Collectively, DVT and PE are known as venous thromboembolism (VTE)
Risk factors for VTE include:
- Family history of DVT or PE
- Blood clotting disorders
- Sitting for prolonged periods
- Recent surgery
- Current or recent pregnancy
- Current or previous cancer
- Certain medications including oral contraceptives or other hormone treatments
- Injury or trauma
- Excessive weight or obesity
Common symptoms for DVT include:
- Swelling of the limb
- Pain or tenderness in the limb
- Increased warmth or redness
- Fatigue or heaviness of the limb
- Surface veins may become more visible
Common symptoms for PE include:
- Shortness of breath
- Chest pain when taking a deep breath
- Cough, sometimes bloody or with a frothy pink quality
- Increased heart rate
VTE can be life threatening. If you suspect that you may have DVT or PE, you should notify your physician or go to the emergency room. Typically, an ultrasound of the legs is performed to detect DVT. If PE is suspected, a CT scan of the lungs may be performed. Once DVT or PE is diagnosed, a patient is typically started on blood thinners. If symptoms remain unabated or there is large clot burden to begin with, minimally invasive, image-guided treatments may be indicated.
Blood thinning medications
The main treatment for VTE is blood-thinning medication. Blood thinners are given to stop new clots from forming by disrupting the body’s blood clotting mechanism. New oral anticoagulants (NOAC) make dosing much easier for patients compared to traditional medications such as as warfarin or heparin. For patients who cannot receive blood thinners, who continue to form new blood clots despite blood-thinners, or have a particularly large amount of clot burden, an inferior vena cava (IVC) filter may be necessary to prevent large clots from passing to the lungs.
A venogram is a minimally invasive x-ray procedure that outlines the flow of blood in the veins by injecting contrast. It allows direct visualization, localization and quantification of clot within the vein(s). Often, a venogram is performed when mechanical clot-busting therapies are considered.
Using imaging guidance, specialized catheters are maneuvered within a blood clot. These catheters allow clot-dissolving medication, called tissue plasminogen activator (TPA), to be instilled directly into the clot. Typically, TPA is allowed to work for a short duration followed by thrombectomy, a procedure that allows mechanical disruption and removal of clot from the affected veins, thereby restoring blood flow in a shorter period of time.
At DESC, this combination therapy is used to treat acute DVT for more rapid restoration of circulation and improvement of patient symptoms.
Angioplasty and stenting
After removal of the blood clot, a narrowing in the vein that limits blood flow may be found. This narrowing is referred to as a stenosis, which are quite common in compression syndromes such as May-Thurner Syndrome (compression of the left iliac vein in the pelvis) and Paget-Schroetter Syndrome (compression of the axillary-subclavian veins in the arm).

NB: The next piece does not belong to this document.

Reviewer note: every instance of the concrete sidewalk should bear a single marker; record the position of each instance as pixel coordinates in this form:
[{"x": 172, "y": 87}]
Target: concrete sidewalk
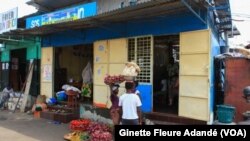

Compression syndromes are known causes of DVT. The stenosis can be treated by inflating a balloon across it, thereby making the vein larger. In some instances, a metal tube called a stent may need to be placed as a scaffold to widen and keep the vein open.
Inferior vena cava filter
For patients whom blood thinning medication or catheter-based interventions are not medically appropriate, a filtering device may be placed within the inferior vena cava
(IVC), the large vein in the abdomen that drains the blood from the pelvis and legs. The IVC filter acts like a small net, allowing for normal blood flow but capturing dislodged blood clots, preventing a PE. The filter can be removed once the blood clot has cleared or
when the patient can begin taking blood thinners to treat the clot.